Name: Ivanna Zbrutska
Job: business development consultant and trade representative in Chongqing, China
Previous degree: Master degree in linguistics from Kyiv National Linguistics University
1. Why did you decide to do an MBA at RSM?
“The MBA curriculum corresponded to my future career objectives. I wanted to gain business knowledge and skills to pursue a senior management position in the public or private sector. I see myself working in an international company using my communication and foreign language skills. I also wanted a link back to Europe, after many years of working as a business development consultant for a manufacturing company and trade representative for the Ukrainian Chamber of Commerce and Industry, both in Chongqing, China.”
2. What’s your RSM MBA experience during the Covid-19 pandemic like?
“I needed two months to get back into the pace of school. I’m happy with the content of the programme and love the readings and cases. The biggest challenge has been not to meet classmates in person. But we’ve learned so much about digital networking. I’ve met a third of the class in person but I keep high hopes that we will still do networking events this year, and in the future as well. My classmates feel like great colleagues who will stay in my life in the future too.”
3. What has been the biggest adjustment for you, living in the Netherlands?
“I love it, especially the Dutch biking lifestyle. Kyiv is heavily polluted, so it’s nice to cycle in Rotterdam with the fresh air and the great infrastructure. I’m a city person and Rotterdam is great. You can also meet so many students from Erasmus University Rotterdam. It’s a huge window internationally to get access to student associations, clubs and events.”
4. What has been the most challenging assignment or course so far?
“I have good soft skills because of my prior job, so I wanted to advance my analytical, managerial and leadership skills and enhance my quantitative background. I’m learning about marketing and business development too. In the electives we can choose subjects such as foundations of management, practice of management. This can shape me greatly and be a leverage for my career. I don’t have a strong mathematics background though, so quantitative subjects like ‘applied business statistics’ are challenging. It’s hard for the majority of students. We managed by collaborating with the team and reaching out to classmates who were really good at it.”
5. How has the Personal Leadership Development programme (PLD) affected you?
“It’s a bright sparkle in the curriculum. You have observers and get feedback. You also develop closer relationships with classmates. Usually, the observers come from your coaching circle or study team so you create a bond on a personal level. I’ve already seen changes in me to become a better individual and improve as a leader.
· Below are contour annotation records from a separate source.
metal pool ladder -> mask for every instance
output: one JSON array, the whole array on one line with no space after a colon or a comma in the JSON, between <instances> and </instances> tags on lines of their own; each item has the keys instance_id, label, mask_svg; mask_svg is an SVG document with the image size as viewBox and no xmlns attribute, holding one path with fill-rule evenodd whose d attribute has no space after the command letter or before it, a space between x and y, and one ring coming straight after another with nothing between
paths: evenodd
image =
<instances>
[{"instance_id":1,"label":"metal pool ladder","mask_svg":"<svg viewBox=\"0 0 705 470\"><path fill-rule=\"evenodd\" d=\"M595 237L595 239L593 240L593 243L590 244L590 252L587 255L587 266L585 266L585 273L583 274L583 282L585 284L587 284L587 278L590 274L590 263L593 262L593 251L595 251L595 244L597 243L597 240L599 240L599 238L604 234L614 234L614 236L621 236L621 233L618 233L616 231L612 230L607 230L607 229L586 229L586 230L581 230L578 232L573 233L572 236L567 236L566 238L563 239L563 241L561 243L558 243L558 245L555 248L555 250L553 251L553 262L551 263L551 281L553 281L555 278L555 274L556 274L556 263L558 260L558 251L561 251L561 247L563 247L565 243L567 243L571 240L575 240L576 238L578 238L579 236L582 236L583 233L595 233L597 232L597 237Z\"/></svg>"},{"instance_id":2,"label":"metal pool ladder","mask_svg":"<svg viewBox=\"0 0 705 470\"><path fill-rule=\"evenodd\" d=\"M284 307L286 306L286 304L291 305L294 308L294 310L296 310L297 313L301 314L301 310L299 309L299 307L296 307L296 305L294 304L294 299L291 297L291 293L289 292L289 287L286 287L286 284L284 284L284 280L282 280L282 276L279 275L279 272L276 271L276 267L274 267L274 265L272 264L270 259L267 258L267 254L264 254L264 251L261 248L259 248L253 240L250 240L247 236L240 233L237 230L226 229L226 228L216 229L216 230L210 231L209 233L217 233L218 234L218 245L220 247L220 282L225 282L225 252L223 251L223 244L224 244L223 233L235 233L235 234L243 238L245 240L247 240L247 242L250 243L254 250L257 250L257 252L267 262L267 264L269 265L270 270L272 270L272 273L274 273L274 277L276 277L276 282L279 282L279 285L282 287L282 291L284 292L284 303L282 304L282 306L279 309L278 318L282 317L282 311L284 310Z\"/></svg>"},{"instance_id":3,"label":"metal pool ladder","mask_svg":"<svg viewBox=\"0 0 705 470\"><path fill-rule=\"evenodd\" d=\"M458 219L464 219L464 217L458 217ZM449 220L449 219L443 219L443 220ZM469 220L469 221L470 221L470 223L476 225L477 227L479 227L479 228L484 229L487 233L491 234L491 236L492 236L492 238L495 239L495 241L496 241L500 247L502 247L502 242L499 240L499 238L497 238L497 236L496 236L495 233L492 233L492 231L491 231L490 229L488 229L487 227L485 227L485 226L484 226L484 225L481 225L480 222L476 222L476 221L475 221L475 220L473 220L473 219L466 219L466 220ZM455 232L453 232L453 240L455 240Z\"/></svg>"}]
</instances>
One of the task-oriented things I want to work on is to become a faster reader so I can read reports and help team members understand things quicker.”
6. If you had to choose one Sustainable Development Goal, which one would you choose, and why?
“SDG 7: affordable and clean energy. By implementing SDG 7, we also influence 11 (sustainable cities and communities) and 13 (climate action). I worked as an interpreter for Ukraine’s biggest private energy enterprise. During the negotiations with an engineering company from China we talked about a huge power plant. It sparked my interest in green energy and sustainability. Renewables and sustainability in Ukraine is lagging behind. If I didn’t succeed in finding a job in Western Europe, then I’d consider a job at the energy enterprise in Ukraine so I could become a leader towards sustainability.”
7. Has your MBA journey changed your outlook on what your career will be like after the MBA?
“Definitely: it has shown me opportunities in industries I didn’t consider. Before, I only concentrated on marketing and business development. Now I’m thinking about working at technology companies such as Amazon. I also learned about international companies that operate within the Netherlands, thanks to RSM Clubs and RSM Career Centre events in which you have direct contact with professionals who work there.
Another thing: after eight years of work experience, I wanted to go straight into a full-time position. Now I feel like an internship during the MBA will be a valuable experience to explore a new industry. I didn’t look at logistics and supply chain before but now I’m more open to it. An internship opportunity can give me more flexibility into my choices for future work.”
8. What advice could you give to people who are considering doing an MBA?
“Don’t be afraid to reach out to people who you haven’t met before, for example RSM alumni. They can give you valuable advice. I’m really happy to be part of the RSM community, and pleasantly surprised by everyone’s willingness to help and guide – at events and via platforms like LinkedIn. Learning from someone who has been there can help you make your decision. I spoke to a Ukrainian alumnus, and her passion about the programme and how it helped in her career path really inspired me to start this journey.”